Vocal doesn't necessarily mean barking at things in the area. My dog is vocal in play and she talks to whoever will listen. It is a part of her and I couldn't imagine training that out of her.


----------



## mego (Jan 27, 2013)

2nd floor apartmenter here! Raised her from 9 weeks, potty training was a pain because I had to run down all the stairs, but no, she loves it, she likes being in the same room. Just lots of walks and exercise


----------



## Ravena (May 19, 2013)

Thanks so much for all the replies guys! Sorry for the late feedback. We have recently adopted an eight week old GSD and she's doing great. Potty training during the day is a bit of a trial! but at night she's good about letting us know she needs out of the crate and we take her outside straight away, she does her business and back inside. We're crate training so it makes things easier! Again much thanks for all the feedback! 


Sent from Petguide.com Free App


----------



## MegRose (May 25, 2013)

My husband and I live in a one bedroom apartment, and for the longest time we held off on getting a puppy/dog too.
But we fianlly drcided the timing is great, we are both fortunate enoigh to be home all day. 
We've had Durzo for 3 and a half weeks, and so far everything is great. 
Its definitely a lot more work than having house with a yard, but its worth it. 
The only issue we are having is the fact that our puppy barks like crazy in thr early am.
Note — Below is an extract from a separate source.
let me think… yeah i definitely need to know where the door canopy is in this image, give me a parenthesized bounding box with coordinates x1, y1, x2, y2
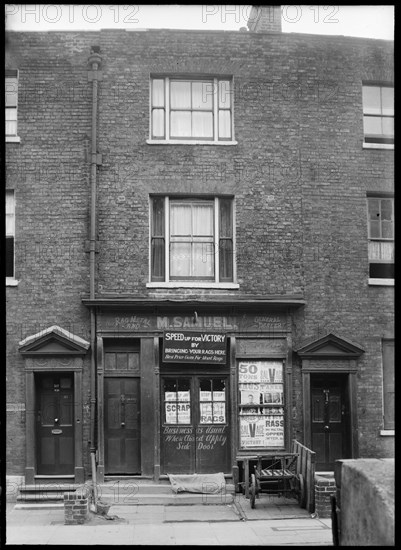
(295, 332, 364, 359)
(18, 325, 90, 355)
Sent from Petguide.com Free App


----------



## Ravena (May 19, 2013)

I've been really lucky with our girl at night so far, she goes in her crate, fusses for a second or so, then curls up and goes to sleep. Her crate is kept by my side of the bed and if she fusses, I drop a hand over the side for her to smell (no petting and no reassurance). Since she knows we're close, she sleeps until she needs to go outside, wakes me up by a quick whine and we're out the door as soon as I throw a jacket on.
So far both nights she has had no accidents in her crate. I'm quick to take her out in the morning at 7 before her breakfast.
I've always crate trained but never had a dogcrate in the bedroom before - gotta say it certainly makes the first nights less painful for us, her and the neighbours! Plus she will sleep by the bed once she's housetrained (but never in it!) so it made sense to have her there now.

Hope the early am barking sorts out!


----------